ANGELA BRIGHTFEATHER:
Well, gays and lesbians, they have an old saying, whenever the religious right comes at them, "God didn't make mistakes." Well, that's—what they are saying is that there is a reason why we are here. We are justifiably here. We don't have to give you a reason. If you believe in God, then you know as well as we do that we are not a mistake this is, this is our destiny. We have something in this life that we are fulfilling. We have a niche and are placed in here to remind people and do good things and to change things. Well, it is the same thing with transgender people.

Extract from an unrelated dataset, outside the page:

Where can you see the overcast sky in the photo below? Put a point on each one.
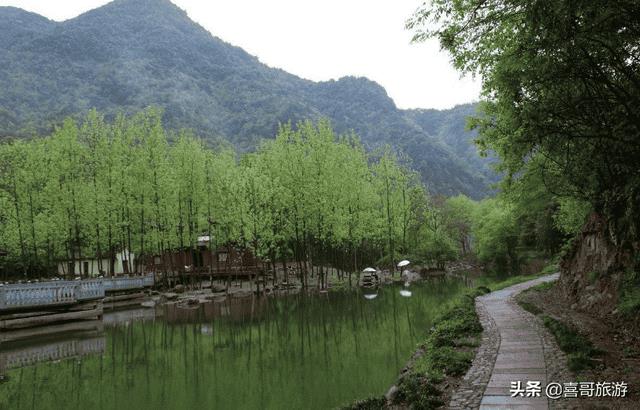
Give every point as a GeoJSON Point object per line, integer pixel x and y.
{"type": "Point", "coordinates": [321, 40]}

Transgender people are exactly the same, and I believe that of all of the communities in the rainbow coalition, if I can call it that, going back in time, of all of the communities, I believe that the transgender people are here to form bridges between them. Because transgender people have their feet in all of those other communities—whereas all of those other communities don't necessarily have their feet—
CHRIS MCGINNIS:
Right.
ANGELA BRIGHTFEATHER:
And one of the crucial parts of that formula is that they are masculine ad feminine. That is the most crucial part, is that they are both masculine and feminine. They bridge that the other minorities don't bridge.